Shape-blind and other characteristic-blind approaches do not guarantee fairness since characteristics can be inferred from the other data. Instead, a common practice for defining fairness is on the outputs or decisions.

Statistical Parity¶

Statistical parity is a definition of group fairness that checks for equity in the predictions for each subgroup (and intersections of subgroups). For our running example of circle/square college admissions, statistical parity would check that the fraction of all squares admitted to college matches the fraction of all circles admitted to college. If we admit 30% of circles into our college, to meet statistical parity, we would expect to admit 30% of squares too.

But ensuring statistical parity introduces an ethical dilemma. Circles might be more likely to succeed compared to squares due to structural factors such as preparatory privilege, teaching methods, and grading methods. These differences in subgroup outcomes make it so that statistical parity can reduce accuracy on the dataset. In order to achieve statistical parity in this situation, we would deny admissions to circles at the cost of reducing overall model accuracy but understanding that the historical data does not reflect future outcomes.

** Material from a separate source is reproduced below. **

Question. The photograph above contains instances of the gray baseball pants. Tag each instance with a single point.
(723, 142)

If we believe that everyone can succeed given the time and support—recognizing the ways that the existing data reflect biases in higher education—random sampling might be the fairest option for college admissions. Some programs use a lottery for selecting students because they recognize that admissions is less about comparing students to identify some idealized “best students” and instead more of an issue of scarcity. In this situation, we might recommend against any kind of model and instead pursue public policy change. Not all problems need to be solved by applying technical solutions.

Equal Opportunity¶

Statistical parity does not take into account subgroup outcomes, only subgroup decisions. In contrast, equal opportunity is a definition of group fairness that checks for equity in the false-negative rates for each subgroup (and intersection of subgroups). The goal of equal opportunity is to ensure no subgroup is unfairly rejected with respect to the historical data.

A false negative refers to a single occurrence where the model predicted a negative result for a data point labeled positive. For our running example of circle/square college admissions, a false negative occurs when a student in the historical data was labeled admit but predicted as deny. The false-negative rate is the fraction of examples predicted negative but assigned a positive true label. If our dataset consisted of 5 true admits (ignoring all historical denials) and our model predicted 2 out of the 5 as deny, the false-negative rate is 0.4.

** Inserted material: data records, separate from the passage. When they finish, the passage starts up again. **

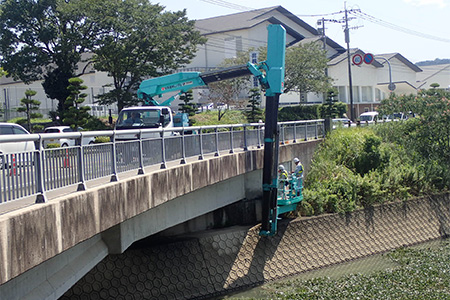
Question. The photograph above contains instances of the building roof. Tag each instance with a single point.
(248, 19)
(431, 71)
(329, 42)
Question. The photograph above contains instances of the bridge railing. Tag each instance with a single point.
(33, 173)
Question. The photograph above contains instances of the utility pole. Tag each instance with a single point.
(347, 41)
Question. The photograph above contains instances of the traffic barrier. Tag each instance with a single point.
(13, 165)
(66, 159)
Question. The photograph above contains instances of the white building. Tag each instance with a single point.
(227, 35)
(370, 83)
(11, 92)
(434, 74)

Both statistical parity and equal opportunity are definitions of group fairness. They help spot potential discrimination between subgroups but say nothing about fairness when it comes to discussing individuals within those groups, which we’ll discuss later.

Predictive Equality¶

Lastly, predictive equality is a definition of group fairness that checks for equity in the false-positive rates for each subgroup (and intersection of subgroups). A false positive refers to a single occurrence where the model predicted a positive result for a data point labeled negative. In our college admissions example, a false positive occurs when the model predicts admit for a student for which the historical data labels deny.

Food for thought: When might you use predictive equality rather than equal opportunity? Consider what false positives and false negatives mean in different contexts.

Fairness vs Accuracy¶

In our discussion of statistical parity, we alluded to a trade-off between an accurate model and a fair model. In order to achieve statistical parity, or group fairness, we might need to intentionally make errors in order to correct for structural biases present in the historical data.

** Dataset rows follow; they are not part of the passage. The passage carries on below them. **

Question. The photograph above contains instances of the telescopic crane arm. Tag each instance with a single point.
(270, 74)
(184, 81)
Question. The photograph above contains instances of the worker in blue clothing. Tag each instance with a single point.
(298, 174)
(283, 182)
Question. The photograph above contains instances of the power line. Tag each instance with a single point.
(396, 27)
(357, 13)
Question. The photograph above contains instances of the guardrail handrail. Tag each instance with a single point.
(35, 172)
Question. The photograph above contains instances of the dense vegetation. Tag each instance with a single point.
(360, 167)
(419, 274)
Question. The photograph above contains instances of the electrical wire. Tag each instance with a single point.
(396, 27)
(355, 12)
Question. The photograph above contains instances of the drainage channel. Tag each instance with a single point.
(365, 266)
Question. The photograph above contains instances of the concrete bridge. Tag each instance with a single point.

Suppose we want to compare a holistic admissions process to one that is determined entirely by students’ standardized test scores. If the historical data from holistic admissions represent the true labels, let’s analyze the fairness of a simplified admissions classifier that only uses standardized test scores. The goal of this analysis is to consider whether using only standardized test scores for admissions is fair across subgroups compared to the ideal holistic admissions. (As we mentioned previously, holistic admissions may not be fair either!)

Each student is positioned on a numberline according to standardized test score (“SAT Score”), labeled + or - for the holistic admissions decision, and their belonging to either Circle (C) or Square [S] subgroups.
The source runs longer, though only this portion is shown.